The increase of mobile interaction and users embracing the mobile device as their daily communication mean is an interesting trend visible in many reports and benchmarks. The IBM Digital Analytics Benchmark was published for the fourth year in a row and shows the US online shopping traffic data with a split between mobile and fixed online traffic. The report reveals a pattern of consumer behavior which is quite startling: people seem to prefer to shop using mobile devices.
In terms of sources of traffic, mobile devices (including tablets) have increased from about five percent of all online traffic to 40 percent the last four years. Last year the volume was 24% implying that sixteen points of share were gained in one year. If that is extrapolated to next year then more than half of all holiday shopping traffic in 2014 will be on mobile devices. Let’s put it in another perspective, next year less than half of all users will hire a PC to do their online shopping.
If this conversion from PC-based shopping to device-based shopping follows a logistic substitution curve than the conversion to devices will probably be 90% complete in another five years or by 2018 or 2019. Within the data available there is also a significant amount of detail beyond the mobile/non-mobile split in behavior. There is a distinction drawn between tablet and phone traffic and a further distinction between Android and iOS devices.

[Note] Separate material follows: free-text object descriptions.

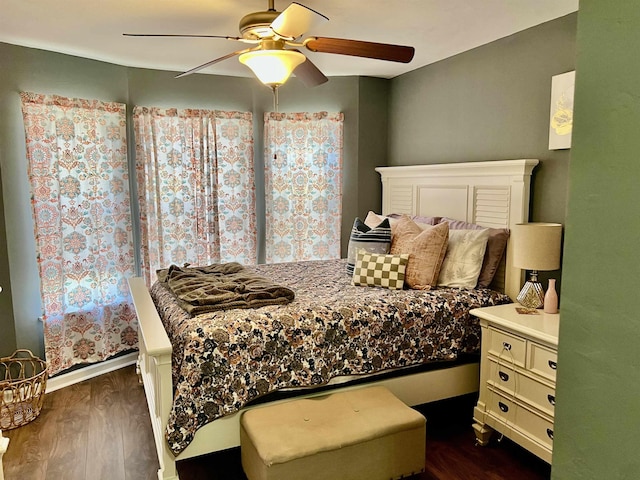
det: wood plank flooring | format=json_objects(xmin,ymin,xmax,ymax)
[
  {"xmin": 3, "ymin": 365, "xmax": 157, "ymax": 480},
  {"xmin": 3, "ymin": 366, "xmax": 551, "ymax": 480}
]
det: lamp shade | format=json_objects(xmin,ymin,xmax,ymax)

The pattern of slowing tablet growth is likely due to the slowing growth in iPad sales. This itself is due to the low amount of product launches that took place in 2012. The consequence is that iPad traffic contribution only increased by two percentage points, from 10% in 2012 to 12% in 2013. Compare this with the doubling of the previous year (from 5% to 10%).
Among phone users, both Android and iOS grew their contributions to traffic by roughly 100%. Android phone traffic increased from 4.2% of all traffic to 8.5% and iPhone traffic increased from 8.7% to 16.7%.
As far as phones are concerned, US iPhone users are about 2.5 times more likely to shop online than US Android phone users. The data is reliable: with the US population now over 65% penetrated with smartphones, these populations of users (totaling over 130 million) are vast and representative. As the technology is reaching deep into the late adopter segments the difference in behavior between iOS and Android usage is becoming easier to explain. The report eliminates quirks of demographics, income or other possible causes.
It may seem preposterous to suggest that a platform can affect shopping behavior but let’s remember that the PC, the subject of this article, is a platform in itself. The migration of usage away from the PC to alternatives can only be explained by the alternatives being superior at the particular job that needs doing. The argument is naturally extendable to each alternative individually.